285 Kommentare Seite 1 von 34 Kommentieren

Ja, sowas wird gemacht

und fällt unter die "Hausordnung" dieser Internetseite, nicht unter Meinungsfreiheit. Wenn der Redaktion danach wäre, das Wort "Wurstbrötchen" im Forum für immer zu sperren, kann sie das auch tun. Selbst wenn es zu unserer Freiheit gehört, "Wurstbrötchen" zu schreiben. Liebes Bisschen... dass das so viele miteinander verwechseln, ist mir unbegreiflich.

Hier noch ein einfaches Beispiel: Jemand besuchen ein Haus als Gast und trifft Aussagen, die der Gastgeber so nicht stehenlassen kann. Es ist das Recht des Hausbesitzers, diese Person von seinem Grundstück.

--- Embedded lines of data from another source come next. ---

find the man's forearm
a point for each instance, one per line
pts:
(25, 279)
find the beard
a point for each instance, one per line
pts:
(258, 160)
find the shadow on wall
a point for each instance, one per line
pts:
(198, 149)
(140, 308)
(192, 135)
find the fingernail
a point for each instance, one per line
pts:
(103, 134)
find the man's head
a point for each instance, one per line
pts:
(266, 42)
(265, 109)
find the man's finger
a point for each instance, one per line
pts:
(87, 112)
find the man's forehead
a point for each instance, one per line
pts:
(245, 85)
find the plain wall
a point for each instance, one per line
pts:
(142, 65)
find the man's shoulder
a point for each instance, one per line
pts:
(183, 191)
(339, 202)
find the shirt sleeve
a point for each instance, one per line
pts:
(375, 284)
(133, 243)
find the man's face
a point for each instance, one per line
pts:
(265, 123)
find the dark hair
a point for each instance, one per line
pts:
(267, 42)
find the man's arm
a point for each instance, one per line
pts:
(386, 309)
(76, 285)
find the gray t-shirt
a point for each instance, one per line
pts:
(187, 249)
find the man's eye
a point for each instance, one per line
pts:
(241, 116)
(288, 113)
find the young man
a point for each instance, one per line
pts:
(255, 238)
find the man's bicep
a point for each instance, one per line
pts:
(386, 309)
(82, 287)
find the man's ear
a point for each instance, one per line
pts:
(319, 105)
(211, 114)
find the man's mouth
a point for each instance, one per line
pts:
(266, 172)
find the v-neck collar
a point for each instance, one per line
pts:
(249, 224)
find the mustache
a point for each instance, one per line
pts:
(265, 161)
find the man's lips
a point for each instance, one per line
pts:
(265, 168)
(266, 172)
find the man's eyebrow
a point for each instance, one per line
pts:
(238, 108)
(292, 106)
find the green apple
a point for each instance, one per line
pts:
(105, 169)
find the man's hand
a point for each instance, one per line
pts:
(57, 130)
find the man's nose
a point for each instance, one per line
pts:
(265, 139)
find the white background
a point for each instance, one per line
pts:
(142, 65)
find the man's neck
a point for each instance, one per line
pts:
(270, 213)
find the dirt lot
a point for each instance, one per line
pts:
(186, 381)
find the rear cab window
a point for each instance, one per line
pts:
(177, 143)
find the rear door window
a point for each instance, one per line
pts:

Ohne dass das die Meinungsfreiheit einschränkt.

Nennt man Humor

Also ich fands witzig.
Das heißt selbstverständlich nicht dass die Absicht dahinter nicht ernst und nachvollziehbar wäre. Auch wenn die Antwort natürlich verweigert wird weil es schlicht und einfach keine gibt. Oder nur eine mit der man sich selber lächerlich machen könnte.
"Was (mal wieder) zu beweisen war.."

Apropos Humor:
Sie kennen Kabarett "Neues aus der Anstalt" oder "Scheibenwischer" ? Ich vermute nicht.

Re: Nazivokabular

> "Vernunft" und "gesunder Menschenverstand"
> sind auch Nazivokabular. Sollen wir wirklich auf
> dieser Ebene noch argumentieren?

Sie schließen also aus der banalen Tatsache, dass die Nazis (als Deutschsprachige) selbstverständlich auch deutsche Alltagsbegriffe verwendeten, dass es überhaupt keine nationalsozialistisch vorbelasteten Begriffe gibt?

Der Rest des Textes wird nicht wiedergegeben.